I found it the other way around, I feel inspired to write better documentation.

> things like Bluetooth for some people (not me) may be a deal breaker.

I'm spoiled by Apple. It must either work really well, or otherwise indeed I won't mind it not being there.

> Bluetooth sound works perfectly.

What do you mean? The whole BT subsystem got rm -rf'd years ago. Or are you using some sort of a 2.4GHz dongle that just shows up as an audio interface?

> contrary to public opinion, very very helpful community.

Indeed, you just need to show you've done basic research before asking questions. Which goes a very long way in any case.

> I think I am a fanboy.

Oh me too. I've been using OpenBSD for 6-7 years, on & off, as my backup / "code in peace" machine. I absolutely love the base system and I think it does what it's supposed to do extremely well.

I have very mixed feelings about the state of the free desktop environments though, again, spoiled by Apple. So I tend to stick to minimalist solutions such as dwm. I could probably switch to OpenBSD full time any time, except I have plenty of non-free software I need or want to run. Between macOS and Windows, at least Macs are decent BSDs.

1 comments

>Or are you using some sort of a 2.4GHz dongle that just shows up as an audio interface?

Yeah, stupid me never ever thought of that;-)

>So I tend to stick to minimalist solutions such as dwm.

I tried my hand at tiling WMs with pop!OS, I just couldn't wrap my hand around it (pun intended). I really admire people who work through all the keyboard shortcuts. It's just not for my capabilities.
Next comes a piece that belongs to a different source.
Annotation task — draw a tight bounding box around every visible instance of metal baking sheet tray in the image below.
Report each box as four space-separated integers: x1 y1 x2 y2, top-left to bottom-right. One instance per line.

> I tried my hand at tiling WMs with pop!OS, I just couldn't wrap my hand around it (pun intended). I really admire people who work through all the keyboard shortcuts. It's just not for my capabilities.

I think Windows actually did a great job of making tiling more mainstream - the way windows automatically snap to the left/right half of the screen. macOS could use something like that - I've hacked something similar using Hammerspoon[1] but I think Windows does it better: it's very discoverable for regular users, and has a very intuitive shortcut for the power users (win+left/right/up).

The world of minimalist tiling WMs suffers from the elitism factor. It's a shame that you can't get the right dose of minimalism, without making this huge leap. I think people making most of these WMs misunderstand good UX design: it's not about accommodating non-power users, it's about lowering the barrier for everyone, hackers included.